[Spice-devel] Win7 64-bit QXL driver (binary) is not signed properly
Tsukasa #01 (Oi)
li at livegrid.org
Sat Oct 5 12:15:01 CEST 2013
Basically this post is the same issue report discussed in threads:
http://lists.freedesktop.org/archives/spice-devel/2013-January/012157.html
http://lists.freedesktop.org/archives/spice-devel/2013-May/013307.html
but with a possible solution (which Red Hat and/or KMCS+Authenticode
certificate owners could test).
I understand this is not the right place to report this issue (because
you don't sign the binary, Red Hat does) but I am reporting because I
think forcing 64-bit Windows users to use test mode for users of
<http://www.spice-space.org> is not a good idea.
[What is happening]
In Windows 7 x64 guest with default configuration, QXL device does not
work after automatic installation of spice-guest-tools-0.59.exe,
spice-guest-tools-0.65.exe or after manual installation of qxl.inf (I
believe any signed binaries by Red Hat except driver included in Red Hat
Enterprise Virtualization) with error code 52. Disabling integrity
checking and enabling test mode (by modifying boot options) will work as
a workaround but these changes will make security violations.
[What is expected]
QXL device work (installer may generate warning though) without
disabling integrity checking or enabling test mode.

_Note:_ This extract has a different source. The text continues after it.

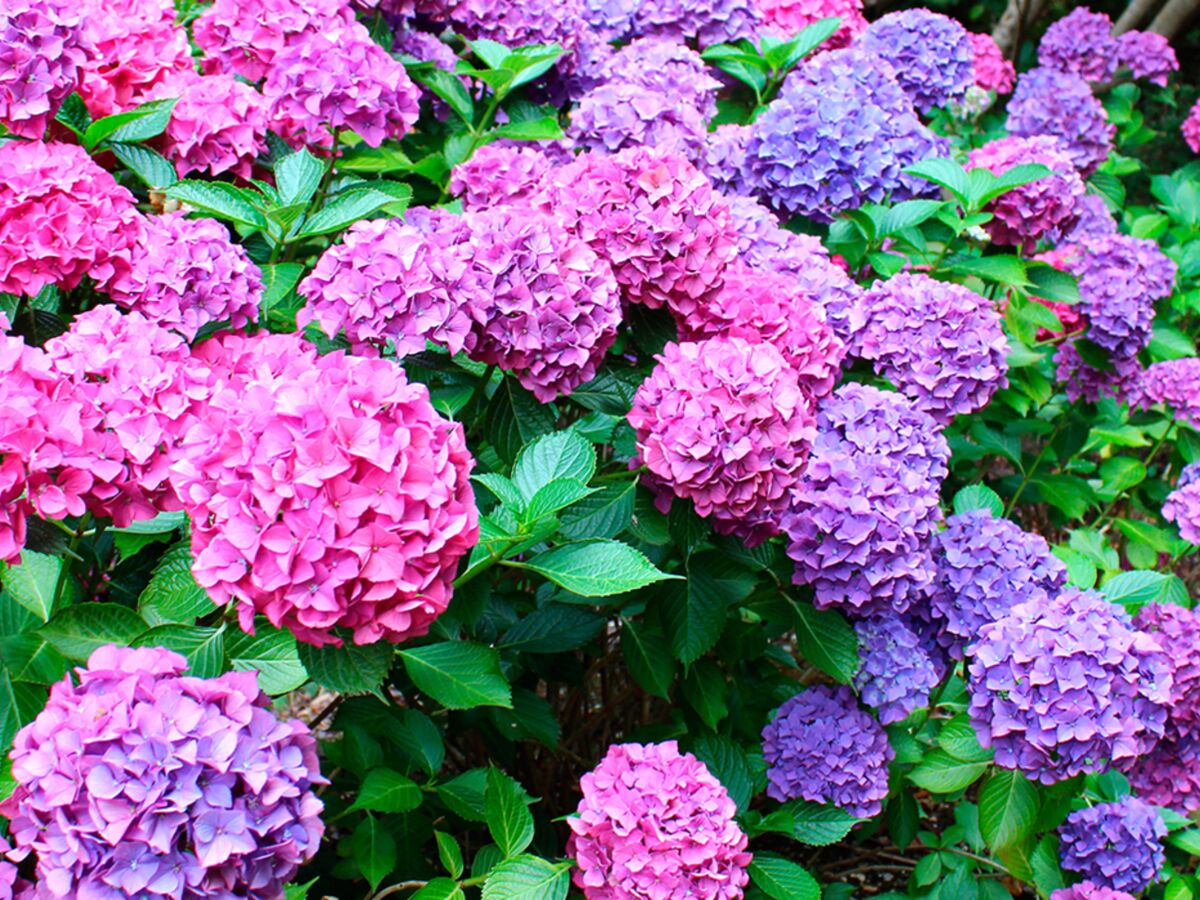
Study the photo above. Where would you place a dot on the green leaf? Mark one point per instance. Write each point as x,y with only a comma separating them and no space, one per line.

[What is suspected for causing this issue]
In short, driver file qxl.sys and catalog file qxl.cat are not properly
signed (unlike other SPICE + Red Hat binaries such as netkvm.{sys,cat}).
It looks they are signed by Red Hat (actually, it's signed using
Authenticode) but they don't have proper signatures for drivers.
64-bit Windows requires Kernel Mode Code Signing (KMCS) for drivers
and/or any PE modules which is marked integrity-checked. The point here
is, KMCS enforces modules to be trusted by Microsoft (directly or
indirectly through cross-certificate). This is *not just Authenticode*.
Differences between KMCS (+Authenticode) and standard Authenticode are
totally invisible from standard right-clicking method (I think this is
the reason which made confusion in previous threads) but you can confirm
using method described at:
http://msdn.microsoft.com/en-us/library/windows/hardware/ff553929.aspx
You can easily see the difference. Except of RHEV's one,
"signtool verify /kp /v /c netkvm.cat netkvm.sys" returns success and
"signtool verify /kp /v /c qxl.cat qxl.sys" returns error (/kp is
the option to verify using KMCS policy).
I verified RHEV drivers (which is not causing errors but a bit old) too
and I found the only reason 64-bit Windows accepts RHEV's QXL driver is
because qxl.cat (the catalog file) is correctly signed by Microsoft
(qxl.sys isn't properly signed but it works because of valid WHQL
catalog file which is installed together).
[Possible solution]
If my guess is right, this issue can be fixed by Red Hat. Specifically,
code signing process can be fixed to use proper cross-certificate, which
extends chain of trust from Microsoft (single root authority) to
multiple CAs.
I believe these links below will help Red Hat to fix this issue because
Red Hat's code signing certificate is issued by VeriSign (Class 3)
authority and Microsoft already has cross-certificate for that CA.
http://msdn.microsoft.com/en-us/library/windows/hardware/ff549832.aspx
http://msdn.microsoft.com/en-us/library/windows/hardware/ff549830.aspx
http://msdn.microsoft.com/en-us/library/windows/hardware/dn170454.aspx
Adding "/ac" option to signtool command is the point. This option
accepts cross-certificate file for argument and adds digital signature
for cross-certificate along with standard Authenticode's one.
I hope this will help Red Hat and SPICE + Windows guest users.